Advancing to the drug screening stage
If we now compare in Figure 6 all the strains relative to one another, we can really see that the severity of growth defects of the SEC53 alleles correlate very well with the level of enzymatic activity of the PMM2 alleles. In other words, the genotype-phenotype relationship is conserved between yeast and humans. This is exciting for a couple of reasons. First, a direct relationship between enzymatic activity and physiological phenotype isn’t always observed in biology because the cellular environment is robust and tends to have compensatory pathways. Second, because we can overcome the deficiency of the V238M and F126L variants by increasing their protein abundance, we are even more optimistic that we will find small molecules that can do the same. On the other hand, the R148H allele, which has no detectable enzymatic activity, cannot be rescued by increasing protein abundance even to very high levels.

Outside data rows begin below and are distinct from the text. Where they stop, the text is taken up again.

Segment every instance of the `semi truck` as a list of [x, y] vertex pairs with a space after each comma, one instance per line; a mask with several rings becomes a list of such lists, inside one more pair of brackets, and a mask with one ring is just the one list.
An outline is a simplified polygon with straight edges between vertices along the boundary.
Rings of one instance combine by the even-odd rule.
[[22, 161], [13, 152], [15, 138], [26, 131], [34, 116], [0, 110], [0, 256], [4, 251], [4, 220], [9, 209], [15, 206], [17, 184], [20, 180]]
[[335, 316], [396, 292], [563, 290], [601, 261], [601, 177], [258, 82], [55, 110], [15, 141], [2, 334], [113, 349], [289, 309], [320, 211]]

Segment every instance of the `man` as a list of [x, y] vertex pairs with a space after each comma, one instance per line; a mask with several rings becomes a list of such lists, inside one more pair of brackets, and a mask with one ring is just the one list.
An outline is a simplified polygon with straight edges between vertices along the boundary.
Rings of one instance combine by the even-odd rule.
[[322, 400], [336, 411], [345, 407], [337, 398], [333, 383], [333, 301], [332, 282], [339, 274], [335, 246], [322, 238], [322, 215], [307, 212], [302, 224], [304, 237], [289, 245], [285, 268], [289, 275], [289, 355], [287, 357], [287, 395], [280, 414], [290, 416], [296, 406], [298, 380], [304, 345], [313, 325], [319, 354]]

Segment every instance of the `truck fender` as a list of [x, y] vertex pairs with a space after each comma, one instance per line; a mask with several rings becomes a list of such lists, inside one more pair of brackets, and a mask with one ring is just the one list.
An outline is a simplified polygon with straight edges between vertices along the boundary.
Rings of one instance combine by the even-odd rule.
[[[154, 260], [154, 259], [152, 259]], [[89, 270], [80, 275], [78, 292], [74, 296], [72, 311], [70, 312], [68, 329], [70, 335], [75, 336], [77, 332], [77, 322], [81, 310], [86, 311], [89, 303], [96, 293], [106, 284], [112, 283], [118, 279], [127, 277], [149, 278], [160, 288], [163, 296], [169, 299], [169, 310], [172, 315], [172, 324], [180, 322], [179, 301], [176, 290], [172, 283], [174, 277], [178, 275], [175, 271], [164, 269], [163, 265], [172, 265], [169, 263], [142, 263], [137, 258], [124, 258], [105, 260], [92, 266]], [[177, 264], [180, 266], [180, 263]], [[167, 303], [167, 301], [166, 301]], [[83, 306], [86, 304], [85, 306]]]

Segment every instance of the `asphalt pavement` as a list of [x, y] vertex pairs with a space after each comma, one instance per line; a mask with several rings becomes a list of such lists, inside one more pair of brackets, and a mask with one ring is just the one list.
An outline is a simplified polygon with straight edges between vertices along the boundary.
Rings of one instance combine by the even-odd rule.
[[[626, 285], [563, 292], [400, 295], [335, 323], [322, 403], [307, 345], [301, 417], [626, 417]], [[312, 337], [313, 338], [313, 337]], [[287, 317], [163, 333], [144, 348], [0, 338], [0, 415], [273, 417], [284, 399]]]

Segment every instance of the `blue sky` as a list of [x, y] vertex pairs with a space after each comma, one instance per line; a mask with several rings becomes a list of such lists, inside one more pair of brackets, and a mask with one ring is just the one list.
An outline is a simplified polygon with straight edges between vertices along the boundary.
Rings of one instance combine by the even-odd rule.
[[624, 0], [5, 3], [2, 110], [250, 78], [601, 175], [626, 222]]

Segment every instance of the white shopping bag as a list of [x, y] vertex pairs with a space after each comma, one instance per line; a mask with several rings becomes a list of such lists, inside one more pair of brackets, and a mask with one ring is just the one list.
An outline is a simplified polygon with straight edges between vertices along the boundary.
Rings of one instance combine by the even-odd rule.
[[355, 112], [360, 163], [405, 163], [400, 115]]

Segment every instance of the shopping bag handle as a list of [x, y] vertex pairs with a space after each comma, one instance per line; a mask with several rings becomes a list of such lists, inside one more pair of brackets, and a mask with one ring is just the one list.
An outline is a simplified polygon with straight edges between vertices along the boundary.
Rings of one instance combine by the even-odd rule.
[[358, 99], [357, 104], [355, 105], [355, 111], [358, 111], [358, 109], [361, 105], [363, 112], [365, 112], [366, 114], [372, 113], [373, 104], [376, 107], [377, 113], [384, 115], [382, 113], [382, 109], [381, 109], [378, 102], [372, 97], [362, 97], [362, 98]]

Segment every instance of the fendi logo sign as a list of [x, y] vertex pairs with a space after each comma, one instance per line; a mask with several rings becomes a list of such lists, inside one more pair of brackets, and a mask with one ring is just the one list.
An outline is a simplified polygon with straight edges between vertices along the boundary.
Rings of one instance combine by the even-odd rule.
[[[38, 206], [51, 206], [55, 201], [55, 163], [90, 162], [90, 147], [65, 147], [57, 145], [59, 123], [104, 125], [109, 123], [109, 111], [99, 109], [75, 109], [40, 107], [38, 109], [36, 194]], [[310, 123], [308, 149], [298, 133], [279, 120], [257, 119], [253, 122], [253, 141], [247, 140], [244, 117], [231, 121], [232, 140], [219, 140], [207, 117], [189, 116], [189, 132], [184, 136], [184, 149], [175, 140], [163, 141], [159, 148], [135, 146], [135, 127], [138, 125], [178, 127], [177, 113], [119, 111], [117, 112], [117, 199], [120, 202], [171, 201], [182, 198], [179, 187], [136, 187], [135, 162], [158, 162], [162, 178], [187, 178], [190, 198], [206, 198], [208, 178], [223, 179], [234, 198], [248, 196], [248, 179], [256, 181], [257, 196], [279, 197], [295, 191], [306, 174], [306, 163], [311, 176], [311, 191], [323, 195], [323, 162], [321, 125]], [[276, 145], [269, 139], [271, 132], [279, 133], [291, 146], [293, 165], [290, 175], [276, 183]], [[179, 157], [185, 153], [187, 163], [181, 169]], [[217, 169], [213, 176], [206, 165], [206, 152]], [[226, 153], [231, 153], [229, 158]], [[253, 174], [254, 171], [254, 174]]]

Figure 6. Comparison of growth between yeast strains relative to wild type at t = 18 hours.
Moving forward, we’ve determined that the pSEC53-V238M and pACT1-F126L alleles are good candidates to advance to the drug screening stage. These models have a growth defect (a phenotype to reverse in a screen) but are not dead (a phenotype too severe to overcome). Our newest Research Associate, Maddie, and I have started pilot screens with our repurposing drug library containing about 2500 compounds. There’s more to come soon!